N-heterocyclic carbene-transition metal complexes: Spectroscopic and crystallographic analyses of pi-back-bonding interactions

Abstract

The ability of N-heterocyclic carbenes (NHCs) to participate in pi-back-bonding interactions was evaluated in a range of transition metal complexes. Rh chloride complexes containing a systematic series of various 1,3-dimethyl-4,5-disubstituted-imidazol-2-ylidenes and either 1,5-cyclooctadiene (cod) or two carbon monoxide ligands were synthesized (i.e., (NHC)RhCl(cod) and (NHC)RhCl(CO)(2), respectively) and studied using H-1 NMR and IR spectroscopies. In the former series, the H-1 NMR chemical shifts of the signals attributable to the olefin trans to the NHC ligand were found to shift downfield by up to 0.17 ppm as the pi-acidity of the substituents on the 4,5-positions increased (i.e., H -> Cl -> CN). Similarly, in the latter series, the IR stretching frequencies of the carbonyl groups trans to the NHC ligands were found to increase by 11 +/- 0.5 cm(-1) as it-acidity increased over the same series. Using the nitrile group as a diagnostic handle, the CN stretching frequency of (1,3-dimethyl-4,5-dicyanoimidazol-2-ylidene)(cod)RhCl was found to be 4 +/- 0.5 cm(-1) higher than 1,3-dimethyl-4,5-dicyanoimidazol-2-ylidene)(CO)(2)RhCl, a more pi-acidic analogue.

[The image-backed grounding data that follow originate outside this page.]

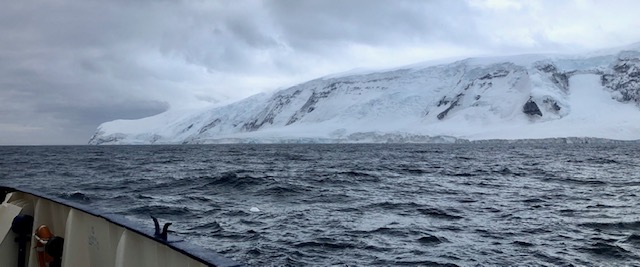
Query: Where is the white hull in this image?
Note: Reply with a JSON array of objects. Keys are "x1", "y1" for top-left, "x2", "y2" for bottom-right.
[{"x1": 0, "y1": 186, "x2": 243, "y2": 267}]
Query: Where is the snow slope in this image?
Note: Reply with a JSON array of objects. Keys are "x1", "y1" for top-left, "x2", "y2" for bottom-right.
[{"x1": 89, "y1": 45, "x2": 640, "y2": 144}]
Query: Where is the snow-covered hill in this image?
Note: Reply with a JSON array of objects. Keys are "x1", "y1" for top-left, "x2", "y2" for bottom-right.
[{"x1": 89, "y1": 45, "x2": 640, "y2": 144}]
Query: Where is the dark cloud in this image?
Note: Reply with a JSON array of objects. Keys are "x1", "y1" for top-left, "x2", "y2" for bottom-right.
[
  {"x1": 0, "y1": 58, "x2": 169, "y2": 145},
  {"x1": 0, "y1": 101, "x2": 167, "y2": 145},
  {"x1": 1, "y1": 0, "x2": 639, "y2": 144},
  {"x1": 266, "y1": 0, "x2": 475, "y2": 49}
]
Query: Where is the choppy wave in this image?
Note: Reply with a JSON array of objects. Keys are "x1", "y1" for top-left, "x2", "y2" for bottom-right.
[
  {"x1": 58, "y1": 191, "x2": 93, "y2": 204},
  {"x1": 1, "y1": 143, "x2": 640, "y2": 266}
]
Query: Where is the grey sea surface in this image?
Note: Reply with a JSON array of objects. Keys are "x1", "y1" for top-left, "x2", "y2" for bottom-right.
[{"x1": 1, "y1": 144, "x2": 639, "y2": 266}]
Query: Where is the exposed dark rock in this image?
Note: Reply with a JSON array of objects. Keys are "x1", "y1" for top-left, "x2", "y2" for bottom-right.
[
  {"x1": 287, "y1": 84, "x2": 339, "y2": 125},
  {"x1": 364, "y1": 76, "x2": 400, "y2": 83},
  {"x1": 551, "y1": 72, "x2": 570, "y2": 91},
  {"x1": 437, "y1": 91, "x2": 471, "y2": 120},
  {"x1": 287, "y1": 92, "x2": 321, "y2": 125},
  {"x1": 438, "y1": 98, "x2": 460, "y2": 120},
  {"x1": 613, "y1": 62, "x2": 632, "y2": 73},
  {"x1": 602, "y1": 58, "x2": 640, "y2": 104},
  {"x1": 479, "y1": 69, "x2": 509, "y2": 80},
  {"x1": 523, "y1": 99, "x2": 543, "y2": 116},
  {"x1": 243, "y1": 90, "x2": 302, "y2": 131},
  {"x1": 149, "y1": 134, "x2": 162, "y2": 144},
  {"x1": 537, "y1": 64, "x2": 558, "y2": 73},
  {"x1": 543, "y1": 98, "x2": 561, "y2": 112},
  {"x1": 88, "y1": 132, "x2": 125, "y2": 145},
  {"x1": 536, "y1": 63, "x2": 570, "y2": 91},
  {"x1": 601, "y1": 74, "x2": 615, "y2": 86},
  {"x1": 199, "y1": 118, "x2": 222, "y2": 134},
  {"x1": 437, "y1": 96, "x2": 450, "y2": 107}
]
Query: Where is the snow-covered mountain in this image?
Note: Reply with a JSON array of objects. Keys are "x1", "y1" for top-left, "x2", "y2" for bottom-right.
[{"x1": 89, "y1": 45, "x2": 640, "y2": 144}]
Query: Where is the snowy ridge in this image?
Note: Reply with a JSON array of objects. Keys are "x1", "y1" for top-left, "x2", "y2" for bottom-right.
[{"x1": 89, "y1": 46, "x2": 640, "y2": 145}]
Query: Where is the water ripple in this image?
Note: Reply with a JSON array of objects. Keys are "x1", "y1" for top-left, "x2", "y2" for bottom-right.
[{"x1": 1, "y1": 143, "x2": 640, "y2": 266}]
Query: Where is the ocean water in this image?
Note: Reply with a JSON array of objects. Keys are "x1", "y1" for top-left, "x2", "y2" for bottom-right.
[{"x1": 1, "y1": 144, "x2": 640, "y2": 266}]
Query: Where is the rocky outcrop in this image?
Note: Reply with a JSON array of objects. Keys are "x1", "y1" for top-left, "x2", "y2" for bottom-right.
[
  {"x1": 437, "y1": 95, "x2": 462, "y2": 120},
  {"x1": 242, "y1": 89, "x2": 303, "y2": 131},
  {"x1": 198, "y1": 119, "x2": 221, "y2": 134},
  {"x1": 286, "y1": 84, "x2": 337, "y2": 125},
  {"x1": 537, "y1": 63, "x2": 570, "y2": 92},
  {"x1": 523, "y1": 98, "x2": 543, "y2": 116},
  {"x1": 88, "y1": 131, "x2": 125, "y2": 145},
  {"x1": 479, "y1": 69, "x2": 510, "y2": 80},
  {"x1": 542, "y1": 98, "x2": 561, "y2": 112},
  {"x1": 602, "y1": 56, "x2": 640, "y2": 104}
]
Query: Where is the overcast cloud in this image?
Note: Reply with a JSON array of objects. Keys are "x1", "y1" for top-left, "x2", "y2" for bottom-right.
[{"x1": 1, "y1": 0, "x2": 639, "y2": 145}]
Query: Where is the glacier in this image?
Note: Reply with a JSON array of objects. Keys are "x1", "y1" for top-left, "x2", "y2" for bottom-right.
[{"x1": 89, "y1": 45, "x2": 640, "y2": 145}]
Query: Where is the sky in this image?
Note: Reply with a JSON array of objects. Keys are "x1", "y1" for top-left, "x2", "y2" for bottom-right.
[{"x1": 1, "y1": 0, "x2": 640, "y2": 145}]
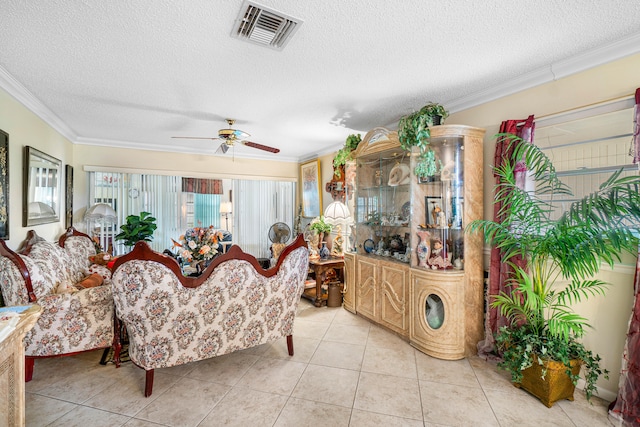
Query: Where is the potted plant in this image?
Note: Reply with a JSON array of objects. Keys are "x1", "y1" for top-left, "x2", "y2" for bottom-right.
[
  {"x1": 333, "y1": 133, "x2": 362, "y2": 177},
  {"x1": 468, "y1": 133, "x2": 640, "y2": 406},
  {"x1": 397, "y1": 102, "x2": 449, "y2": 153},
  {"x1": 414, "y1": 149, "x2": 443, "y2": 182},
  {"x1": 309, "y1": 215, "x2": 333, "y2": 242},
  {"x1": 115, "y1": 211, "x2": 157, "y2": 249}
]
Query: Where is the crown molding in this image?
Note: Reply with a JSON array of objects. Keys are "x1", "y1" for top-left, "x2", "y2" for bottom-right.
[
  {"x1": 447, "y1": 32, "x2": 640, "y2": 114},
  {"x1": 0, "y1": 65, "x2": 78, "y2": 141}
]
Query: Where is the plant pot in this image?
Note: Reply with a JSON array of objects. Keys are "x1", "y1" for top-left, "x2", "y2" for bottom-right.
[{"x1": 515, "y1": 358, "x2": 581, "y2": 407}]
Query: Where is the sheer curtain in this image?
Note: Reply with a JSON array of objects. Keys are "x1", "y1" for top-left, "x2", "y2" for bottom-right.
[{"x1": 233, "y1": 179, "x2": 296, "y2": 258}]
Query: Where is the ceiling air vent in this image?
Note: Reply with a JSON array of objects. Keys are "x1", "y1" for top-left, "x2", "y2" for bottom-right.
[{"x1": 232, "y1": 1, "x2": 302, "y2": 51}]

X-ray analysis of the aforementioned series of (NHC)(cod)RhCl complexes indicated changes in N-C-carbene bond lengths that were consistent with greater pi-donation from complexes containing 4,5-dihydroimidazol-2-ylidene relative to the their 4,5-dicyano analogues. Collectively, these results suggest not only that imidazol-2-ylidenes are capable of pi-back-bonding but that this interaction may be tuned by changing the pi-acidity of the substituents on the imidazole ring.